Is the legislative approach the only option to protect content creators? I don’t think so.
The current best strategy seems to be outpacing the black market by embracing emerging technologies. In the last couple of years, we’ve seen the emergence of apps as replacements for the full Internet experience. This was deemed necessary as most smart phones did not have the processing power to support a full Internet experience. Just as important, it took the user off the Internet itself and gave him or her a small portion of that Web, on a pay-to-play basis.
Almost unwittingly, millions of people have shelled out billions of dollars for these apps, 99 cents at a time, and in doing so have protected the intellectual property of thousands of companies. The same can be said for people buying books through the Kindle and iPad on Amazon and the iTunes stores. For a substantially reduced cost, they are supporting legal commerce and protecting the rights of content creators.
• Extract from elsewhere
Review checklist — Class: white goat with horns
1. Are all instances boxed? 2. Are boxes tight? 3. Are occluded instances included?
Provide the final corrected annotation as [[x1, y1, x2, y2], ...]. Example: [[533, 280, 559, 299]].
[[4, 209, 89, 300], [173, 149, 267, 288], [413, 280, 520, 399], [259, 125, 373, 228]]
To enhance this approach, entertainment concerns are also changing up distribution strategies by delivering content to the internet almost as fast as it goes to book form or to theaters. Some publishing and movie producers are coordinating marketing to ensure maximum benefit before the black market channels begin their work.
Yet this strategy is also vulnerable. For every dozen or so people who buy books and movies in app form, there are at least four who know how to circumvent the pay sites and download essentially the same copy for free. So other distribution strategies have to be devised.
Business-to-business companies have somewhat of an advantage in that their customers are respectful of sophisticated IP protection mechanisms including special passwords, encryption schemes and coded dongles. But consumers want a far easier user experience.
So technology companies continue to innovate new answers.
Ultimately, however, the onus rests on us, the consuming public, to decide whether we want to honor content creators by justly compensating them for their work, or do we want it for free?
Morality and commerce are, it seems, inextricably linked.